Ceci revient à dire qu’il faut fort peu comp­ter sur l’im­pul­sion, l’ins­tinct, pour ame­ner les femmes à une plus juste concep­tion de leurs devoirs, notam­ment mises en face de cette force bou­le­ver­sante qu’est la guerre. Si quelques-unes d’entre elles, mieux douées sous le rap­port de la sen­si­bi­li­té et de l’i­ma­gi­na­tion, ont per­çu l’hor­reur du car­nage, les autres, pas­sives en cette cir­cons­tance, comme en toute autre de leur vie, n’ont pu trou­ver en elles autre chose que l’at­ti­tude mil­lé­naire de leur sexe.

Seule l’é­du­ca­tion, l’ha­bi­tude du rai­son­ne­ment pour­ront modi­fier en elles les images et les idées dépo­sées depuis tant de siècles.

C’est là l’œuvre des com­pa­gnons déjà déli­vrés des pré­ju­gés ata­viques, qui devront aller aux femmes et se mon­trer pitoyables plu­tôt que sévères à leur erreur.

C’est sur­tout le tra­vail des quelques femmes qui, ayant trou­vé pour elles le véri­table devoir le vou­dront indi­quer à leurs sœurs déshé­ri­tées de l’in­tel­li­gence et du cœur.

C’est pour­quoi on ne sau­rait trop louer l’i­ni­tia­tive de Made­leine Ver­net qui, aidée par des cama­rades dévouées, Fan­ny Clar, L. Rys et autres encore, a fon­dé l’œuvre des « Femmes contre la guerre », œuvre qui, par des tracts, des confé­rences, la publi­ca­tion d’un bul­le­tin, fait œuvre de pro­pa­gande ration­nelle et utile.

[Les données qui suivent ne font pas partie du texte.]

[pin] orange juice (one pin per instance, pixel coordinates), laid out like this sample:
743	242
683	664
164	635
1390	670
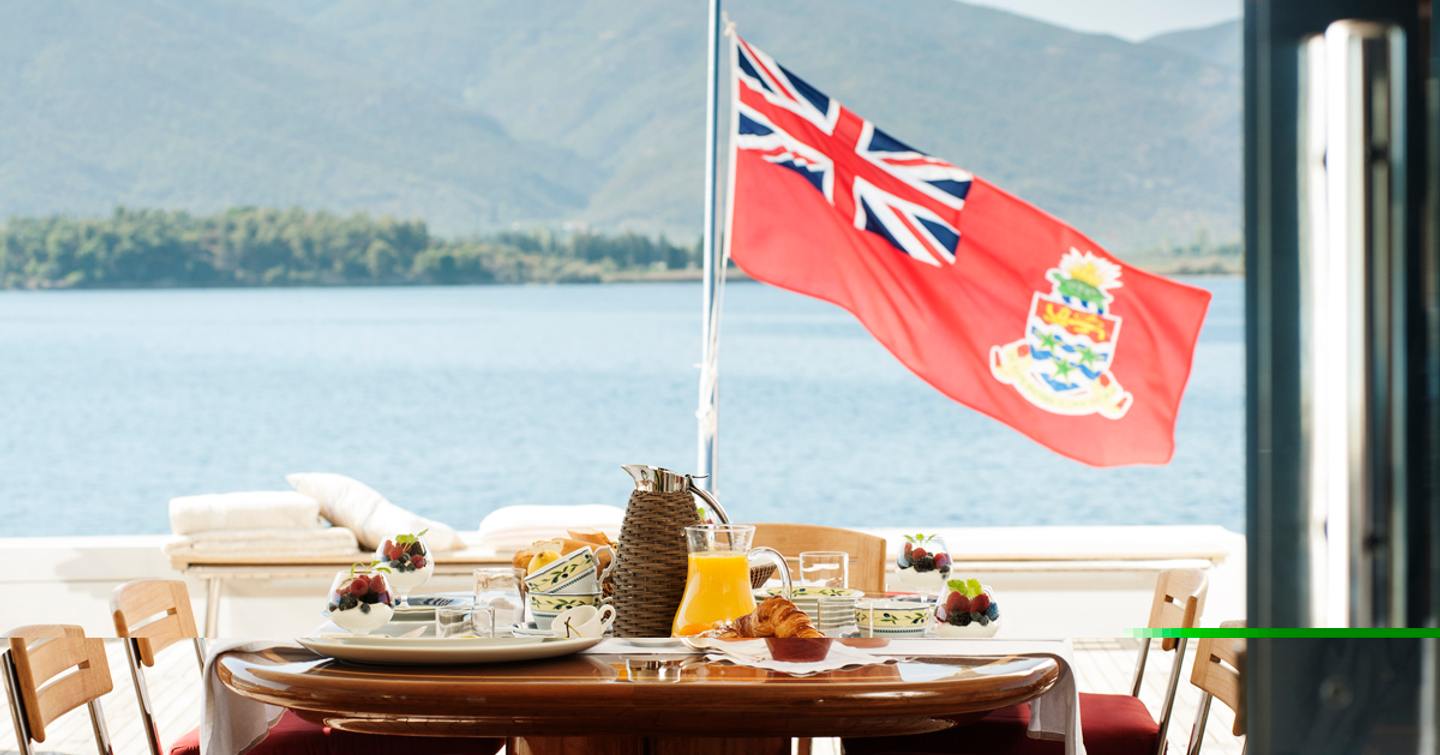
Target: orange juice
717	588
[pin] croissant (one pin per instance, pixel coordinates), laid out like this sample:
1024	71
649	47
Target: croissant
775	617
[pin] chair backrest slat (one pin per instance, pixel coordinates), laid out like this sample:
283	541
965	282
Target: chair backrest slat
58	669
1180	600
1218	669
867	552
156	611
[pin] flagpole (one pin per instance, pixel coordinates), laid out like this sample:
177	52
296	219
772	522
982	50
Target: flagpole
712	268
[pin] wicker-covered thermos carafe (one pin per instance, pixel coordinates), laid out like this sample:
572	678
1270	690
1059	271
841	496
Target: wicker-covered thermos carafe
651	556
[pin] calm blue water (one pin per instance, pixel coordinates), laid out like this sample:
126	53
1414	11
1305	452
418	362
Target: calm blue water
455	401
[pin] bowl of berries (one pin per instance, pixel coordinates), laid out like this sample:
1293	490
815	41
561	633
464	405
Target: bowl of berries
925	564
966	608
408	559
360	600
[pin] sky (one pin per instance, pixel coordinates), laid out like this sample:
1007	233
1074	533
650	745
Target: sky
1129	19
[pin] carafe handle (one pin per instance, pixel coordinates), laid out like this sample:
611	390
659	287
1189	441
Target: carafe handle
722	517
779	564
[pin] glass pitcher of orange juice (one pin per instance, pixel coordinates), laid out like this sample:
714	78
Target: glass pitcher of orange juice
717	581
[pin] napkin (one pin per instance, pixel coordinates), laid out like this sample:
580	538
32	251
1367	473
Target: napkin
758	654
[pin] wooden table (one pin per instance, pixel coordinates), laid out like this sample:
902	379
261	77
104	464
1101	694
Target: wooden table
601	703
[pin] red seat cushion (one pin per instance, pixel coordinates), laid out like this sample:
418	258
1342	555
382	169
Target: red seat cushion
294	735
1110	725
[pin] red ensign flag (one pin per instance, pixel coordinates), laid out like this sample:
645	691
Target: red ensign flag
990	300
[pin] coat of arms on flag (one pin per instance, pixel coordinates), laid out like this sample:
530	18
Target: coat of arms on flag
1063	363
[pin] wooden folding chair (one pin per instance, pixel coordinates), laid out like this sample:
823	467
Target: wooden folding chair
867	552
51	670
151	615
1113	724
1180	598
154	614
1218	672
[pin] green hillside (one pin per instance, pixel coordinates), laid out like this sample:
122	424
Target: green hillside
483	114
1220	43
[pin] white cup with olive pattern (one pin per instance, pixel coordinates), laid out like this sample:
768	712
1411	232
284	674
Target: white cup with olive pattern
573	574
546	605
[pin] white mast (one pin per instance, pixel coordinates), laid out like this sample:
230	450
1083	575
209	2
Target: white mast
712	270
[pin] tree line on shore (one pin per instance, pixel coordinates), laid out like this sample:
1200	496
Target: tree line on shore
294	247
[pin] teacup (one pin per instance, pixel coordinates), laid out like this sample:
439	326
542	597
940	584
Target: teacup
583	621
546	605
573	574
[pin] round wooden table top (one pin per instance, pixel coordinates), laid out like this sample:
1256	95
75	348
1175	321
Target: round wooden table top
673	695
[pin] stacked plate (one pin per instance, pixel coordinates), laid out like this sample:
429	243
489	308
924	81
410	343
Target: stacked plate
831	608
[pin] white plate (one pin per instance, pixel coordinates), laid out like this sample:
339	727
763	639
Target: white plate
432	651
653	641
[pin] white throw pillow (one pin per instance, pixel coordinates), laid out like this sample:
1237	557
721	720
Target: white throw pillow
356	506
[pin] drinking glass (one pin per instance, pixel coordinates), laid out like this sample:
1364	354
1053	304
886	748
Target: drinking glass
825	569
717	582
452	620
498	605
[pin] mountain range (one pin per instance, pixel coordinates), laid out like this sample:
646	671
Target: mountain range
487	114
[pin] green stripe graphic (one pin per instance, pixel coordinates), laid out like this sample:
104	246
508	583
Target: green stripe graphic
1283	633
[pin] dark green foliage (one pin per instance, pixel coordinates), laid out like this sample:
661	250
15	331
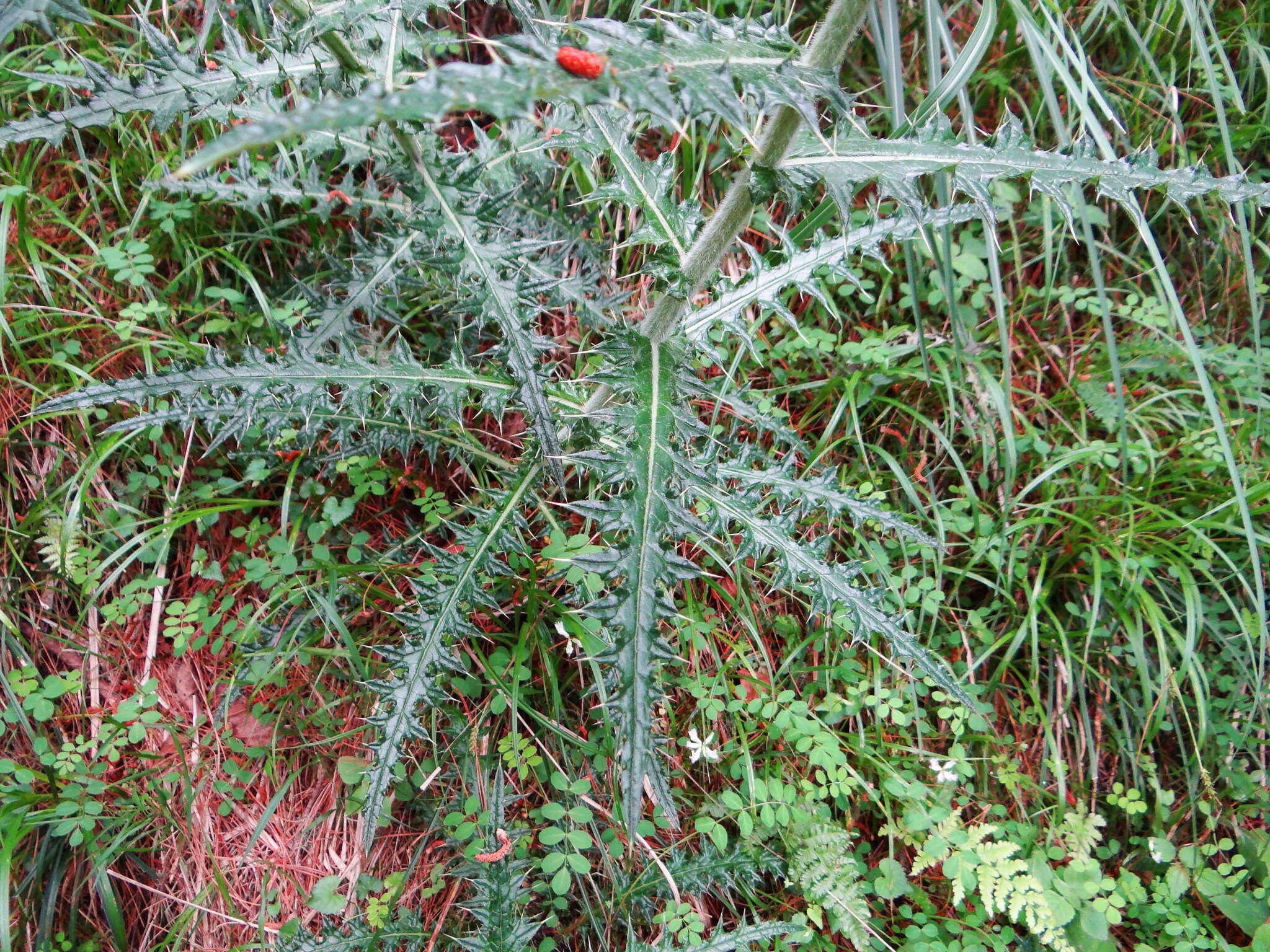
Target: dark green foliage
432	318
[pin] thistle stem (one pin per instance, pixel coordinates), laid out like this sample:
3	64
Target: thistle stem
828	46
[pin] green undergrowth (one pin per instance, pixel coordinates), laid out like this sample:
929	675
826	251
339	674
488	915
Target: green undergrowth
910	596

Que toutes celles dont le désir est d’a­gir pour évi­ter le retour des bou­che­ries aillent à cette œuvre, lui offrent leur concours et coopèrent ain­si à aug­men­ter l’é­lite des femmes qu’on vit, au milieu de la tour­mente, com­prendre leur rôle, tout d’a­mour et de paix.